We have often dotted on the close ties between Berlin and Moscow and the ways Germany seeks not to divest itself from a country considered an aggressor by many NATO members, especially the US. In fact, Germany may be called a”fair weather” ally, seeking from the Alliance protection for which it is willing to sacrifice nothing.
The volume of German companies’ investment in Russia is up by 33 percent –or €400 million– compared to the same period last year, the German trade lobby said. Results of the first quarter show that German investments in Russia may well, by the end of this year, break a more-than-ten-year record.
“Despite a weakening economic situation, German companies continue to trust in the Russian market and even invest against the trend,” chairman of the chamber Matthias Schepp said in a statement.
Last year’s total investments reached their highest since the 2008 financial crisis, exceeding earlier forecasts and standing at €3.2 billion. However, it was still short of the all-time high of the €7.8 billion reached in 2007.
Investments continued despite anti-Russian sanctions imposed by Washington and its allies although the restrictions cause much trouble for German firms doing business with Russia. More than 140 companies polled by the chamber said that their total sanctions-related losses had exceed €1 billion, the equivalent to what would amount to multi-billion damages for all German enterprises registered in Russia.

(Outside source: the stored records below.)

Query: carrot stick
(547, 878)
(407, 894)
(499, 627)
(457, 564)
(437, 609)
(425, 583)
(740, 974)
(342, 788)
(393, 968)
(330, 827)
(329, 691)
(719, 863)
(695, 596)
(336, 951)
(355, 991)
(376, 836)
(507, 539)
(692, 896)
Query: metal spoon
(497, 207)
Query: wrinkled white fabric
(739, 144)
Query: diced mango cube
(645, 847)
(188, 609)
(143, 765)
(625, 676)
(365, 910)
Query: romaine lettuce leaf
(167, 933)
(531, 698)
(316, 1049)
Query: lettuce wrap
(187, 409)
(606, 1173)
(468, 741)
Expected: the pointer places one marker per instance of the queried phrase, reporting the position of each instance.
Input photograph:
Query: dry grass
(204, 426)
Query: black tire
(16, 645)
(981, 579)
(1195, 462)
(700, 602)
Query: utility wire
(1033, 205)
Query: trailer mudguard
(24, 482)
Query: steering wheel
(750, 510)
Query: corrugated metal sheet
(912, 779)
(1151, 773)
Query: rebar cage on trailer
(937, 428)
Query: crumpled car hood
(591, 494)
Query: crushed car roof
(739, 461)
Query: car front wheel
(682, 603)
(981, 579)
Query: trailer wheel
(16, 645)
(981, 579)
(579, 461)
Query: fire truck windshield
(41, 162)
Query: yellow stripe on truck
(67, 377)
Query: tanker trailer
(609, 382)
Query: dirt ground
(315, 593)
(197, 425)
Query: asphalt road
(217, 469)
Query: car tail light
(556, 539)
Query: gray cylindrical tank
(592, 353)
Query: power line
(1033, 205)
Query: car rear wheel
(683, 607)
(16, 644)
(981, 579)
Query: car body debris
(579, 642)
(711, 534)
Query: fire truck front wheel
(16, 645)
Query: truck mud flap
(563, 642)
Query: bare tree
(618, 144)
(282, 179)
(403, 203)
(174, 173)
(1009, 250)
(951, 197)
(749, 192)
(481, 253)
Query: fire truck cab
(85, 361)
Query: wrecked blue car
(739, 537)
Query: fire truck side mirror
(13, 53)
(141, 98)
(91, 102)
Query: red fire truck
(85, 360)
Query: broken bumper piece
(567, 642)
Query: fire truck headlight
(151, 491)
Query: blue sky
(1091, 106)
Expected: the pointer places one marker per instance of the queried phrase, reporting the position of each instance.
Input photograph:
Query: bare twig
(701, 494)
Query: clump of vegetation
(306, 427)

However, Western economic pressure has not stopped the growth of Russia-Germany trade turnover, which increased 8.4 percent and reached nearly €62 billion last year.
Moscow and Berlin are also involved in a large construction project, the Nord Stream 2 natural gas pipeline, set to be finished by the end of the year. The project has come under fierce criticism from Washington, which lobbies continuously for the sales of its own liquefied natural gas (LNG) to Europe. The US also threatened to sanction anyone involved in the Nord Stream 2 project, but Russia’s partners on the project –and Germany in particular– have repeatedly defended the pipeline as a way to meet Europe’s growing energy demand.